Knowledge hinders sharing – Part 1
Blog Posts:Mu Sigma
Published On: 30 May 2013
There is mounting evidence over the years that knowing gets in the way of learning. We will bring out two stories over two posts that confirm our belief. In this post we speak about how knowledge hinders sharing.
In 1990, Elizabeth Newton from Stanford University conducted an experiment in psychology. She paired the participants or subjects into teams of two. Each team had a designated tapper and one designated listener. All tappers picked one of 25 best-known songs and would tap out the rhythm on a table. Their partner, the designated listener, was asked to guess the song.
Of 120 songs tapped out on the table, the listeners only guessed 3 of them correctly –2.5% correct answers. However before the listeners gave their answer, the tappers were asked to predict how likely their partner was to get it right. Tappers thought their partners would get the song 50% of the time. The tappers were overconfident by a factor of 20. What caused such a misjudgement?
So, when a tapper taps, it is impossible for her to avoid hearing the tune in her head playing along to her taps. Meanwhile, all the listener can hear is a kind of bizarre Morse code. The tappers were quite flabbergasted by how hard the listeners struggled to pick the tune.

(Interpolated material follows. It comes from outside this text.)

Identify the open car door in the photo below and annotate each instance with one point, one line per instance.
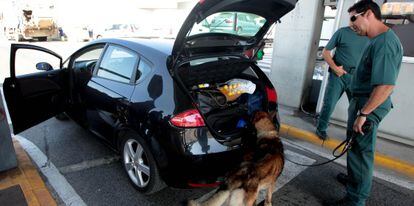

The problem is that once we know something—say, the melody of a song—we find it hard to imagine not knowing it. We have difficulty sharing it with others, because we can’t readily re-create their state of mind. It is believed that the tappers lost perspective because they were “cursed” with the additional knowledge of the song title. Chip and Dan Heath use this story in their book “Made to Stick” calling it the “Curse of Knowledge”.

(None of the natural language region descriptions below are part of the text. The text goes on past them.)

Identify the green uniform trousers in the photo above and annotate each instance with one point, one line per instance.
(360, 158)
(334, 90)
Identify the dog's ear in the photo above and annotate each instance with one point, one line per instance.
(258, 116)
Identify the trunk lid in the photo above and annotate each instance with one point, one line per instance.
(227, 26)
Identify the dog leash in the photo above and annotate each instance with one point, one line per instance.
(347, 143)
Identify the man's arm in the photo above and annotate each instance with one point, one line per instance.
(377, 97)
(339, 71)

So, at an individual level, knowing something actually hinders effective sharing. Without sharing it is impossible to learn for the knower and others. Hence this makes knowing something quite useless unless we know how to break the vicious cycle.
Sharing is more effective when we contextualize ideas. Contextualization happens as we add context via metadata and some codification. Meta data in a codified form is the why, when, where and who that accompanies the what. Contextualization also happens as we weave the idea in a story. We add metadata to the ideas that helps us transport them easily. The metadata helps find proper fit in people’s heads across different mental models. Think of the tapper in Ms. Newton’s experiment playing a “dumb charade” prior to tapping the song. The chances of the guesser getting it right would be definitely higher.
At Mu Sigma, our focus is on contextualizing information as much as possible. Our methodology of framing our problem statements (muPDNATM), our templates for communicating insights and recommendations, and other frameworks help us transport ideas across large psychological distances with minimal loss.
Good sharing platforms bring people together with minimal bias or judgement. At Mu Sigma we have carved out some of these offline or online hangouts so people can come voluntarily (sans bias) and exchange ideas freely without fear of being judged too soon.
We believe the same is true for our customers as well. Our decision scientists give them choices and ideas to work with. They use these artefacts to socialize the decisions they take. The psychological distance these ideas traverse is phenomenal. This wouldn’t be possible without a right framework and the right sharing platforms.
What frameworks of contextualization and sharing platforms do you use to ensure effective sharing despite knowing?